We are working across the east midlands to promote ethnic diversity in paramedic education and the profession. Research suggests having a workforce that represents the communities we serve reduces health inequalities.

We have started to collate national data to establish the current picture of prospective learners who may want to train to become a paramedic, and current paramedics in the workforce.

National data received from the Higher Education Statistics Agency (HESA) suggests (HESA, 2013/14 student records) that of all learners studying on paramedic programmes at higher education institutes (HEIs), 3.4% are from a Black or Minority Ethnicity (BME) background (ii).
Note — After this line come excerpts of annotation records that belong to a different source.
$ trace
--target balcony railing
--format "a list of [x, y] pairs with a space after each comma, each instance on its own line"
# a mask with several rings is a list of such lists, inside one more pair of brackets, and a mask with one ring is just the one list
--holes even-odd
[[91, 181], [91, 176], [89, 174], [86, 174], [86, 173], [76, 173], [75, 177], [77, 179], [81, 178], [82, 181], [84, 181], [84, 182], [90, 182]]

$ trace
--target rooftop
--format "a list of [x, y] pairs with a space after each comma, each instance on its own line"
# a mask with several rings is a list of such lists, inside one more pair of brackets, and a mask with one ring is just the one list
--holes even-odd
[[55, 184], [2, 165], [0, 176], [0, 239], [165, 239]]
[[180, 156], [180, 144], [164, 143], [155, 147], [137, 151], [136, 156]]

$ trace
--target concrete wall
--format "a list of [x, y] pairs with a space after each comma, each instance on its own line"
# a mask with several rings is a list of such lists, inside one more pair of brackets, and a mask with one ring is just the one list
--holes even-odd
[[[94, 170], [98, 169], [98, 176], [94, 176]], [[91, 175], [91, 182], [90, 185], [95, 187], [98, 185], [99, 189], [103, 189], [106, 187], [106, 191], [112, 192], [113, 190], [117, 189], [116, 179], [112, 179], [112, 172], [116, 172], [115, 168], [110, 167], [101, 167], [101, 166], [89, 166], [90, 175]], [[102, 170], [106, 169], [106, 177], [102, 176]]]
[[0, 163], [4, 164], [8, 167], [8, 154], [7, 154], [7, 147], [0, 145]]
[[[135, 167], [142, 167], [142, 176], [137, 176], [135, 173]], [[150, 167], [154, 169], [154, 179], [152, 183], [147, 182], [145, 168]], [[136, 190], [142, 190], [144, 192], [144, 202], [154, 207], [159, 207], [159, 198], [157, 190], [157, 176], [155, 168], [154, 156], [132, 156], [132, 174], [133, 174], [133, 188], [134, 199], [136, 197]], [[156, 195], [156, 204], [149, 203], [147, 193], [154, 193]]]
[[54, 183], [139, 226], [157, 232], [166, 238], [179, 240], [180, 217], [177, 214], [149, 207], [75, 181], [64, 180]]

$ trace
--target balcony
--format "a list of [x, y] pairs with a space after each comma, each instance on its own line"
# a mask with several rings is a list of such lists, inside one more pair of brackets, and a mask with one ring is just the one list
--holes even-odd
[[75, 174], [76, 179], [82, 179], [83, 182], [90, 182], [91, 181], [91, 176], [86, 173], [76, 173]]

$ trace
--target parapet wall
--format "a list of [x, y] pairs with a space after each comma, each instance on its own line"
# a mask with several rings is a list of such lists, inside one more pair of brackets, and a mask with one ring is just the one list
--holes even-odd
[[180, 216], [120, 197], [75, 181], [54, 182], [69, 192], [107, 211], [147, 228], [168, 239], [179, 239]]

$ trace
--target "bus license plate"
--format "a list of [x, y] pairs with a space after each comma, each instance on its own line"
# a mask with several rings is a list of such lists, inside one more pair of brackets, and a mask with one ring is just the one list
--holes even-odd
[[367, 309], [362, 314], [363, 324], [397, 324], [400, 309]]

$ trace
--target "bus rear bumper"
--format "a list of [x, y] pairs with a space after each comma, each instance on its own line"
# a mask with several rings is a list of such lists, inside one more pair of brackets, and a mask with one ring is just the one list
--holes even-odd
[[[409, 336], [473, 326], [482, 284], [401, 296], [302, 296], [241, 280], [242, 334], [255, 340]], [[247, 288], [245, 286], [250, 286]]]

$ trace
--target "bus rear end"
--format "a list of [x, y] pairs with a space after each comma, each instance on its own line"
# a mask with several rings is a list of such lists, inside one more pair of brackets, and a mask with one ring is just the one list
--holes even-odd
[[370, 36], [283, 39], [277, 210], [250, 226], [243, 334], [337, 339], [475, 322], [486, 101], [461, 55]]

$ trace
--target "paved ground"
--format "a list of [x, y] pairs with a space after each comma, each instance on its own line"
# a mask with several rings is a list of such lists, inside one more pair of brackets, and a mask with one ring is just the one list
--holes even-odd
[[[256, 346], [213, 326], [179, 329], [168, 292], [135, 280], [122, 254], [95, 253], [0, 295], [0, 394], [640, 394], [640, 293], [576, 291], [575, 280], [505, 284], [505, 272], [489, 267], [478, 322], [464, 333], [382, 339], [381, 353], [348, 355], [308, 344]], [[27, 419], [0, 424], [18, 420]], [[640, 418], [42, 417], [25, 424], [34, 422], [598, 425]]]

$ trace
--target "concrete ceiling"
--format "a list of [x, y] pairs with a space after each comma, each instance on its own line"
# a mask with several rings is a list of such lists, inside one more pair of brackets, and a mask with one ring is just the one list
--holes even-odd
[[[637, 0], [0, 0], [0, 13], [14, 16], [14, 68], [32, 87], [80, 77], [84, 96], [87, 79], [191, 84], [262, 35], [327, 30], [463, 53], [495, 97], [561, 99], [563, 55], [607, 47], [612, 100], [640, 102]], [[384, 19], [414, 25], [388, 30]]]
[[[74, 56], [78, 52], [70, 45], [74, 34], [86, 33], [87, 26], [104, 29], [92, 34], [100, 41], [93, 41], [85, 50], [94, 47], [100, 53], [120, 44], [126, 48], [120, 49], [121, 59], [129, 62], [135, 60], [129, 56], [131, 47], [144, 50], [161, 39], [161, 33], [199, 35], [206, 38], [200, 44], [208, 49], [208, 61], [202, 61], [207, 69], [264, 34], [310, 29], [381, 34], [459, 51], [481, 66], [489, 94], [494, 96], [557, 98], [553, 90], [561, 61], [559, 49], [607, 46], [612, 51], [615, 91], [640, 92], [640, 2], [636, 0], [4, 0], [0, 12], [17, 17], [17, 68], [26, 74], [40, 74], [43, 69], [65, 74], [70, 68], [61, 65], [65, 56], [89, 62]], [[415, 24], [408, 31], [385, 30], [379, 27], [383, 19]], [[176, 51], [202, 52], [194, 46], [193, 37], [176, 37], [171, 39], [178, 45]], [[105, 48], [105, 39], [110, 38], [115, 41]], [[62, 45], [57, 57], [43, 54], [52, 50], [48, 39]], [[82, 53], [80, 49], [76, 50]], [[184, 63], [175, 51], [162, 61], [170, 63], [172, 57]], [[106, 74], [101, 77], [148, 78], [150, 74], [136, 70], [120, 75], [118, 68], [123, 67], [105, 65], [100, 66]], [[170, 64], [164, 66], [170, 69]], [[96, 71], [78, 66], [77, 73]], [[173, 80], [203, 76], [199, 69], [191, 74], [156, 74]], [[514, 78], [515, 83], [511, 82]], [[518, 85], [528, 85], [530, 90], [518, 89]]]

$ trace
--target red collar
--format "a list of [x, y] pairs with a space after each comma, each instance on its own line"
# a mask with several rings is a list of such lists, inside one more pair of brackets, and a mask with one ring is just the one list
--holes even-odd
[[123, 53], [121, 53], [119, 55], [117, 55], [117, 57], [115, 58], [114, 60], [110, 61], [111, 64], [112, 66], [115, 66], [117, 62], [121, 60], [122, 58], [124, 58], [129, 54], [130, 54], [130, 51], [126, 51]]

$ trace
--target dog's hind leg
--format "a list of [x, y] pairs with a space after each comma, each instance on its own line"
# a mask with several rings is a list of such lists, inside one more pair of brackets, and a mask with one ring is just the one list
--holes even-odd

The National Ambulance Diversity Forum has also conducted some initial research; these findings show as of September 2014, 7.4% of BME Paramedics were employed nationally (iii). It is worth noting that the data revealed high numbers of 'unknowns', and is suggested that a data cleansing exercise would be required to ensure there is an accurate picture of the workforce.

The Office for National Statistic highlights that the BME population are growing nationally and as of 2011 the percentage of UK population identified as BME is 14% (iv). The percentages from HESA and ambulance trusts highlight there is work to be done to address the shortfall of BME groups within paramedic education and the profession.

Following the publication of the Paramedic Evidence Based Education Project (PEEP) Report (2013) and the Keogh Urgent Care review, Health Education has taken a lead responsibility across the East Midlands in identifying the current issues and challenges that the paramedic profession faces, and are leading the work nationally to address some of the key challenges.

This national work has provided the opportunity to implement some detailed research in the area of BME participation on paramedic programmes and ascertain the current BME profile amongst the current workforce.

As part of the national work, one of the key areas is to establish how the equality and diversity agenda is linking to wider workforce transformation. Areas of work such as the pre-degree pilot, and completing the transition plan, will highlight the requirement to produce an equality impact assessment, which will help to identify future actions aligned to this agenda.

In response to this work stream, Health Education England across the midlands and east region arranged an ‘ignition’ event to initiate discussion about ethnic diversity and under representation in paramedic education. The objective of this event was to learn more about the current work and research that is taking place by Equality Challenge Unit in East Midlands, research conducted by Worcester University in the West Midlands and its policy implications, as well as providing evidence to feed into recommendations nationally.

The event was designed to appeal to a wide audience of representatives from HEIs, ambulance trusts and practitioners. The event was targeted at the Midlands and East geography; stakeholders also attended from across the country, to advocate that this work needs to take place nationally.

Key recommendations from the event were:

  1. Need to adopt a national approach to increasing BME representation.
  2. Action plan would need to be developed endorsed by HEE.
  3. What role the Ambulance Diversity Forum could play to ensure ambulance trusts are moving this agenda forward.
  4. Appropriately resource and source service users to contribute to this agenda.
  5. Encourage and design the use of positive action strategies to engage BME groups.
  6. Ensure information, advice and guidance delivered to school leavers includes role models from the paramedic profession.
  7. Identify the role of the Leadership Academy in this area of work.
  8. Work with wider stakeholders such as Job Centre Plus to establish the role they can play with this agenda.
  9. Ensure there is appropriate support for prospective BME professionals to enter the profession, for example providing a uniform that is appropriate for particular cultures.
  10. Develop a network of professionals nationally who have a vested interest in this area of work and enable sharing practice and resources.